Notably, co-expression of MET and IGF-1R is a common phenomenon and has been detected in a broad range of types of cancer (18,31,32). Although MET gene amplification accounts for a small subset of GCs (7,33,34), high levels of MET protein and MET activation are commonly encountered (7). In the present study, MET expression and activation were observed in 44.2 and 33.1% gastric tumor samples, respectively. Furthermore, a large proportion of IGF-1R overexpressing gastric tumors (42.9%) have MET activation, which may lead to IGF-1R/IR inhibitor resistance. This result established the feasibility of patient enrichment with a MET profile, and the potential clinical application of combined therapy.

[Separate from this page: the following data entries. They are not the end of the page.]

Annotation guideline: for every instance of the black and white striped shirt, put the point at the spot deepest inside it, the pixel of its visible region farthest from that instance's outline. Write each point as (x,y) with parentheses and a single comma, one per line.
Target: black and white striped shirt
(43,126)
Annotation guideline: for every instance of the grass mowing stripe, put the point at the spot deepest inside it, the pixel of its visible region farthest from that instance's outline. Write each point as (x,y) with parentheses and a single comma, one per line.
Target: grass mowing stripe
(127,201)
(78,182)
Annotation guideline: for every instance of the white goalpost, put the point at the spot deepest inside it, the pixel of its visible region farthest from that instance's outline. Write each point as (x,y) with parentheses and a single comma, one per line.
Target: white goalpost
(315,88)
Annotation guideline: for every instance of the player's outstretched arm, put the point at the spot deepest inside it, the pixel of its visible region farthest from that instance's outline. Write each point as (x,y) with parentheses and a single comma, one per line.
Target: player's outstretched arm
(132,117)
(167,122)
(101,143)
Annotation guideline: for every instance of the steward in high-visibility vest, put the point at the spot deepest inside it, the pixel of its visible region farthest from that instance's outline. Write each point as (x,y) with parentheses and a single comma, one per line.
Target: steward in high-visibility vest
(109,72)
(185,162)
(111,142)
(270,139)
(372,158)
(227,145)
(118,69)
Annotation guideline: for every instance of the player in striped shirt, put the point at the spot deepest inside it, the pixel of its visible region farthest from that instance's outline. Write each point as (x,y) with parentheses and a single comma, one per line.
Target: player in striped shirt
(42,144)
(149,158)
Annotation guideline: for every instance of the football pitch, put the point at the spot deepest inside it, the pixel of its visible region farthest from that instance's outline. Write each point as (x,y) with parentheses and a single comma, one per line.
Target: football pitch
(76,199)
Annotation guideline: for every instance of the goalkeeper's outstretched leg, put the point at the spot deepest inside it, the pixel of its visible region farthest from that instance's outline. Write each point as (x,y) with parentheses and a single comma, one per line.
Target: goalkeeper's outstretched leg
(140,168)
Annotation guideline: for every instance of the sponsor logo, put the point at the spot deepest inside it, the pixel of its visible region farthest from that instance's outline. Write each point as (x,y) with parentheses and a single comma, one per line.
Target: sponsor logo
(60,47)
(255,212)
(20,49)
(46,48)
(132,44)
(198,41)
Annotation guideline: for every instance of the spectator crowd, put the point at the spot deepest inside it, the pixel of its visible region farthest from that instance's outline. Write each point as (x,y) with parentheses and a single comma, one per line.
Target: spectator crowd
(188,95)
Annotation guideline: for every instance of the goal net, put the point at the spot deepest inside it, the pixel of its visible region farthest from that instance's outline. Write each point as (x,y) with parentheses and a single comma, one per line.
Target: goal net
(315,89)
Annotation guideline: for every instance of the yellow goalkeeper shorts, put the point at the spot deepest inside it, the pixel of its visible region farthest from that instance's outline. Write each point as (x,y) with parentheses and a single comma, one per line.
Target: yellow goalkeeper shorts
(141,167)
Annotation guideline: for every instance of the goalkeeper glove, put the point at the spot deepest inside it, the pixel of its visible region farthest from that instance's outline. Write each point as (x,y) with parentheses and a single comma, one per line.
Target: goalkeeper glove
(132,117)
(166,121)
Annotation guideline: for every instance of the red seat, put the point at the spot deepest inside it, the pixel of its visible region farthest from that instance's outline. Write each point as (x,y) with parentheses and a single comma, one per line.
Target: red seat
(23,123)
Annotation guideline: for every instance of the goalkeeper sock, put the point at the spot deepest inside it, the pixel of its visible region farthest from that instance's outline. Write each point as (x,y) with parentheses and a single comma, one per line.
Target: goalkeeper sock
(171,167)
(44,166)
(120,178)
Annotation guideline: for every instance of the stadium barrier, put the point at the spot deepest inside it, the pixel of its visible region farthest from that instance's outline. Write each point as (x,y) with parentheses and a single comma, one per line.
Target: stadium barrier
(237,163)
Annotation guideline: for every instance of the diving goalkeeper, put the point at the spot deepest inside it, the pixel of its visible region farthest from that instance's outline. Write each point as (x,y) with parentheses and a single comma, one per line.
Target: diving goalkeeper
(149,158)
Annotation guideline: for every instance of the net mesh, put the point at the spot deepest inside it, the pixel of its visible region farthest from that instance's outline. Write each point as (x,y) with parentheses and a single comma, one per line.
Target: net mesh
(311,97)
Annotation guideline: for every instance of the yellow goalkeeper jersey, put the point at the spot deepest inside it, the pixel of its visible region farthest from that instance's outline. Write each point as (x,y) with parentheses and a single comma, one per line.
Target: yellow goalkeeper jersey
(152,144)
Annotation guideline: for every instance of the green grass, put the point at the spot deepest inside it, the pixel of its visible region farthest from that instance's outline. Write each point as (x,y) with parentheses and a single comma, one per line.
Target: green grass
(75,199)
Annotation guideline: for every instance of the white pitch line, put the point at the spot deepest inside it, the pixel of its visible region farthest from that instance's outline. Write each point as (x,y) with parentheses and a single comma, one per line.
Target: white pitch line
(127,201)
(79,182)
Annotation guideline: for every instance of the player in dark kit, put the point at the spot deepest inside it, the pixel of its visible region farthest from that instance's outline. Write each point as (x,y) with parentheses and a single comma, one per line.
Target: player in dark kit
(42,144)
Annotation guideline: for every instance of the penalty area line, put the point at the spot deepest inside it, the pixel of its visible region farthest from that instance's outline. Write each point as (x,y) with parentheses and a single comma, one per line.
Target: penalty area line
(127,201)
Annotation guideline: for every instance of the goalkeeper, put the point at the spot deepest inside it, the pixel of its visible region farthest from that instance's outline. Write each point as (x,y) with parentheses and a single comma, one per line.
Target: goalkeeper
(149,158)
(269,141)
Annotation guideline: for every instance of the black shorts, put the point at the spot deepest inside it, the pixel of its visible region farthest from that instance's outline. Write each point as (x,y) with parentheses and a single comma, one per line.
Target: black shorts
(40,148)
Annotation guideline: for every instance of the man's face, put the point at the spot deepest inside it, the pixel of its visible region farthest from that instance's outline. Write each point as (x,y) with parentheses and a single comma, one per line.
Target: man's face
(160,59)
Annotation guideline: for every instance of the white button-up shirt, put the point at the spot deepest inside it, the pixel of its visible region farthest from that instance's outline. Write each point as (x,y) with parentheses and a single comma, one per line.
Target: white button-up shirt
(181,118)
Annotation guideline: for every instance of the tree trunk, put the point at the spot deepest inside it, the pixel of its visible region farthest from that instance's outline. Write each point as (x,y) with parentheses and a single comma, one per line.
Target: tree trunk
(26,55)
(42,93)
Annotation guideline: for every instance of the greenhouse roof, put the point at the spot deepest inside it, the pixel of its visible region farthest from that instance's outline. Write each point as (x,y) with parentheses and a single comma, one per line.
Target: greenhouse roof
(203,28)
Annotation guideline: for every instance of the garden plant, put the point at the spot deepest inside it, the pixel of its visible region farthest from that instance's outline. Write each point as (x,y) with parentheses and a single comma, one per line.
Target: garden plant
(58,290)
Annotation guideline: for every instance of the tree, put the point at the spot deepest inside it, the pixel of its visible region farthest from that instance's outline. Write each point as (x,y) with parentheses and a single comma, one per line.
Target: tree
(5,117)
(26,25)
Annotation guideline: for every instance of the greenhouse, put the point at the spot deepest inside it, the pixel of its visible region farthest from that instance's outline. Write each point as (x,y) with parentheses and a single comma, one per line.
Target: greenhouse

In conclusion, to the best of our knowledge, this is the first study to show that HGF-induced MET activation represents a novel resistance mechanism of IGF-1R inhibition in GC cells. Therefore, the detection of MET receptor status should be taken into consideration when recruiting patients into IGF-1R inhibitor clinical trials, and simultaneous MET inhibition may be required to overcome primary and/or acquired IGF-1R inhibitor resistance.